L'emplacement offert est considéré comme équivalent lorsque ses caractéristiques rendent possible une activité commerciale de même nature et d'une importance égale à l'activité moyenne dans l'ancienne installation au cours des trois dernières années. S'il est reconnu que la première offre n'est pas satisfaisante, le promoteur de l'indemnisation doit notifier au demandeur une nouvelle offre. Si cette nouvelle offre est à nouveau déclarée non satisfaisante par le juge, celui-ci fixe la soulte à verser par le promoteur.

Lorsque le droit à l'attribution d'un emplacement reconnu à un commerçant ne coïncide pas, par excès ou par défaut, avec la dimension d'une ou de plusieurs unités entières d'emplacement existant dans le marché d'intérêt national, le promoteur de l'indemnisation satisfait à ses obligations en offrant à l'intéressé de lui attribuer la ou les unités représentant l'emplacement dont la dimension est la plus proche de celle correspondant audit droit :

a) Si l'attribution d'une ou de plusieurs unités entières d'emplacement excède les droits du commerçant, celui-ci verse une soulte égale au montant du droit de première accession afférent à la partie de l'emplacement qui excède la partie attribuée au titre de l'équivalence. Le commerçant peut toutefois solliciter l'attribution d'un emplacement d'une dimension immédiatement inférieure à celle correspondant à ses droits.
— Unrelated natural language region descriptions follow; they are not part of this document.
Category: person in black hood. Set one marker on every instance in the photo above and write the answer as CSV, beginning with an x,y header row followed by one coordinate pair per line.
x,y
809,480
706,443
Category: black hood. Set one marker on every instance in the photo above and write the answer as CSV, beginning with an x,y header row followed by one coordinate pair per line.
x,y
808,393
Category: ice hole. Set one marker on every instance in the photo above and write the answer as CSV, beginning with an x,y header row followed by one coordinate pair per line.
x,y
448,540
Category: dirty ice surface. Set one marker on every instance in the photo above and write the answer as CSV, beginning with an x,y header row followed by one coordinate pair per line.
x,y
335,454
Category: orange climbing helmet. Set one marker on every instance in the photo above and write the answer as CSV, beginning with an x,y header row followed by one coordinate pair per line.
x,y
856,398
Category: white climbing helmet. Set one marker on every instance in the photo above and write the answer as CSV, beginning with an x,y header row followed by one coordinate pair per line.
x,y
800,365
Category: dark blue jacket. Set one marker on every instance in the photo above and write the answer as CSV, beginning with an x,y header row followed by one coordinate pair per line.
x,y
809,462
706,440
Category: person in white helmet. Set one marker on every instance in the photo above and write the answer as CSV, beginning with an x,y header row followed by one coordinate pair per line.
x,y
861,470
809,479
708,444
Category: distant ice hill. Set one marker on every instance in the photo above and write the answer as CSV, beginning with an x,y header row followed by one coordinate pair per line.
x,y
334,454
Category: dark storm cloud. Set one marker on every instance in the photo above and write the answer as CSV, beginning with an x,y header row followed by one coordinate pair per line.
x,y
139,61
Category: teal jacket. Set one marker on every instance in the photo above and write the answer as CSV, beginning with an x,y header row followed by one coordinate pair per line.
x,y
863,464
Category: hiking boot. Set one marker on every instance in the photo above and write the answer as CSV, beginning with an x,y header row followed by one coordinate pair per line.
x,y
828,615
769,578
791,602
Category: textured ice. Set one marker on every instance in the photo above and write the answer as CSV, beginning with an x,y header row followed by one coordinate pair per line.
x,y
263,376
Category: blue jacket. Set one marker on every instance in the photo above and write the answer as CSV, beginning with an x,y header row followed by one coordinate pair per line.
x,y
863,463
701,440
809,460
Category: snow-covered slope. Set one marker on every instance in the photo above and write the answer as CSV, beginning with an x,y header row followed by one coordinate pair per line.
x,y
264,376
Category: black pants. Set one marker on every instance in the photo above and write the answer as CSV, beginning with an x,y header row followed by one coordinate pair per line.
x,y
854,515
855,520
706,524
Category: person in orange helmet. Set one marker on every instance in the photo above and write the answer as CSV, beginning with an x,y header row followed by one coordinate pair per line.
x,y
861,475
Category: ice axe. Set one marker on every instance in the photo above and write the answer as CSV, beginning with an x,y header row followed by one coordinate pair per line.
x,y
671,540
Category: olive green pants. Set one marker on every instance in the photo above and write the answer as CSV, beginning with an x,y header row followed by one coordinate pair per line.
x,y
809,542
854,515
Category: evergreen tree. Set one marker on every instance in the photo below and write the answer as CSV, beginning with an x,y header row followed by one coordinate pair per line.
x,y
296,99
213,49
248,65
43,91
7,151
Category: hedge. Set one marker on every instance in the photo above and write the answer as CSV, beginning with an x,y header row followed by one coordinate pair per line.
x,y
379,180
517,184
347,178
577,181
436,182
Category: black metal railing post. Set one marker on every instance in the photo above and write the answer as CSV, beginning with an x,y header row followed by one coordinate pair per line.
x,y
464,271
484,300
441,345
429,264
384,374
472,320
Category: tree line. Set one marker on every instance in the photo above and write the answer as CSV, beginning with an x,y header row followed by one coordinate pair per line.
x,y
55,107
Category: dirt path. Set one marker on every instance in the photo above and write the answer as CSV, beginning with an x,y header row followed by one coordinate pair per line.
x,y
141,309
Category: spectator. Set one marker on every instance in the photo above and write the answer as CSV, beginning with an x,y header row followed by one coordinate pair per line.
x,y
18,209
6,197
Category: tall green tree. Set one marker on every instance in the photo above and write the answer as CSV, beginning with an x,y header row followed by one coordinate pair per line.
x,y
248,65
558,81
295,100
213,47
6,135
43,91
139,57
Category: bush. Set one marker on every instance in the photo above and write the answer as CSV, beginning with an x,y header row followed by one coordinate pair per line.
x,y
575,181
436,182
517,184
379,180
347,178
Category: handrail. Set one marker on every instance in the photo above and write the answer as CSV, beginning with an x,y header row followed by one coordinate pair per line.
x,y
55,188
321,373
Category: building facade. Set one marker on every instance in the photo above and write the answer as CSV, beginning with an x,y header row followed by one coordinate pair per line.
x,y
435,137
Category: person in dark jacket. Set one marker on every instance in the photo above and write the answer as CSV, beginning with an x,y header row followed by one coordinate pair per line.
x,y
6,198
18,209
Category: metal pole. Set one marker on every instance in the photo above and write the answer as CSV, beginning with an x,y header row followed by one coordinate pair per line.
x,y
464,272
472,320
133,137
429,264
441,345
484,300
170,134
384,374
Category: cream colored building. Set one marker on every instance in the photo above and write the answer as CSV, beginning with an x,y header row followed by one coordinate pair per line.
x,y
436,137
Lorsqu'il lui est donné satisfaction, il reçoit une soulte égale au montant du droit de première accession afférent à la partie de l'emplacement à laquelle il renonce.

b) Si l'emplacement qui est offert et effectivement attribué à l'intéressé, en vertu des dispositions qui précèdent, est d'une dimension inférieure à celle correspondant à ses droits, il reçoit également une soulte calculée comme il est dit ci-dessus ;

2° Le remboursement du montant du droit de première accession dont le commerçant est redevable au titre de cette attribution, sous déduction, dans la limite du droit de première accession, de la valeur des éléments corporels ou incorporels cédés ou conservés par lui ;

3° L'octroi d'une indemnité représentative de la perte des éléments non transférables et des frais occasionnés par le transfert.
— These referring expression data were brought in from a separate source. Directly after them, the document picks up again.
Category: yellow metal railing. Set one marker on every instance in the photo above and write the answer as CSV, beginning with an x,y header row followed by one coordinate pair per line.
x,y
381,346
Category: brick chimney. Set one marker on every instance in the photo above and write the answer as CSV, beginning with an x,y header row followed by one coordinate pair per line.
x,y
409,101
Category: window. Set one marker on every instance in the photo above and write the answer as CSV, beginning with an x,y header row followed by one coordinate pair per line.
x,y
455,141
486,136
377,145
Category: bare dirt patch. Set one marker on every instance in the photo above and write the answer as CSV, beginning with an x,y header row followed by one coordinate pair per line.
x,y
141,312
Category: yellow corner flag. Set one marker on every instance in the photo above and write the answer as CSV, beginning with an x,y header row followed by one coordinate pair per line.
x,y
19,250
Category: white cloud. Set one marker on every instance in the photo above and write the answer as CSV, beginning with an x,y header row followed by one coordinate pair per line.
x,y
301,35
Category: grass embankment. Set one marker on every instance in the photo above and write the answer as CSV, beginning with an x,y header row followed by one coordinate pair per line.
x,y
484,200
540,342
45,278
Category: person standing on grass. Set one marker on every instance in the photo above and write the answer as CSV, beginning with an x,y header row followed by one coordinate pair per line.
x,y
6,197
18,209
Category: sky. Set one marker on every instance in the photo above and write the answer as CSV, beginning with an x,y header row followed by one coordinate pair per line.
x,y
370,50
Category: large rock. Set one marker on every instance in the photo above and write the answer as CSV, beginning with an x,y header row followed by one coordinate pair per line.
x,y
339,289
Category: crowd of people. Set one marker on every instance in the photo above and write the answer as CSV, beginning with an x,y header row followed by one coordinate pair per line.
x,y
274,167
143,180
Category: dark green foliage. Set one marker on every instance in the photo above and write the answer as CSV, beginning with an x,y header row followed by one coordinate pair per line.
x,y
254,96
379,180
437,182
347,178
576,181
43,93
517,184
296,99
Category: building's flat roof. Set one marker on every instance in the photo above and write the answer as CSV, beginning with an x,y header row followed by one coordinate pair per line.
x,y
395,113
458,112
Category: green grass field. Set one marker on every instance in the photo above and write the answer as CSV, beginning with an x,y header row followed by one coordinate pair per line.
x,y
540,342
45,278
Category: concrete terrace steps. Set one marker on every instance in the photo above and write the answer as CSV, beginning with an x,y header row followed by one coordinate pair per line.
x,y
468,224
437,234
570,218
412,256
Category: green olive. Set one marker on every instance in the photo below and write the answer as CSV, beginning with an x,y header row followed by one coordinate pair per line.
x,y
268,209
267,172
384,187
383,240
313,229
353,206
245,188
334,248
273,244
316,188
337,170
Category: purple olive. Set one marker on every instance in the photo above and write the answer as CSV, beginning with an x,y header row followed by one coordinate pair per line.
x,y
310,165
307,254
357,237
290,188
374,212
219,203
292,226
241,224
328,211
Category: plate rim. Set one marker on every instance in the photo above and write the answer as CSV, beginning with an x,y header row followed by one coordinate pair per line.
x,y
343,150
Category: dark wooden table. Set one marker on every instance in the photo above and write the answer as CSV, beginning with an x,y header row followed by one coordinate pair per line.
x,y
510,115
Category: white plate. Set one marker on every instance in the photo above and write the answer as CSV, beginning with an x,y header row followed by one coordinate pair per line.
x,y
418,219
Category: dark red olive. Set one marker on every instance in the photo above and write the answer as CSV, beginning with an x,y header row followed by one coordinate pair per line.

III. - Toutefois, au lieu et place de l'offre d'emplacement prévue au 1° du II, l'indemnité peut être payée en espèces si le commerçant établit qu'il se trouve, pour des motifs personnels ou en raison du caractère particulier de son exploitation, dans l'impossibilité de se réinstaller dans l'enceinte du marché.

L'indemnisation en espèces est subordonnée à un engagement souscrit par le bénéficiaire délimitant dans le temps et dans l'espace les activités qu'il peut exercer.

IV. - Les conditions d'application des dispositions du présent article sont fixées par décret en Conseil d'Etat.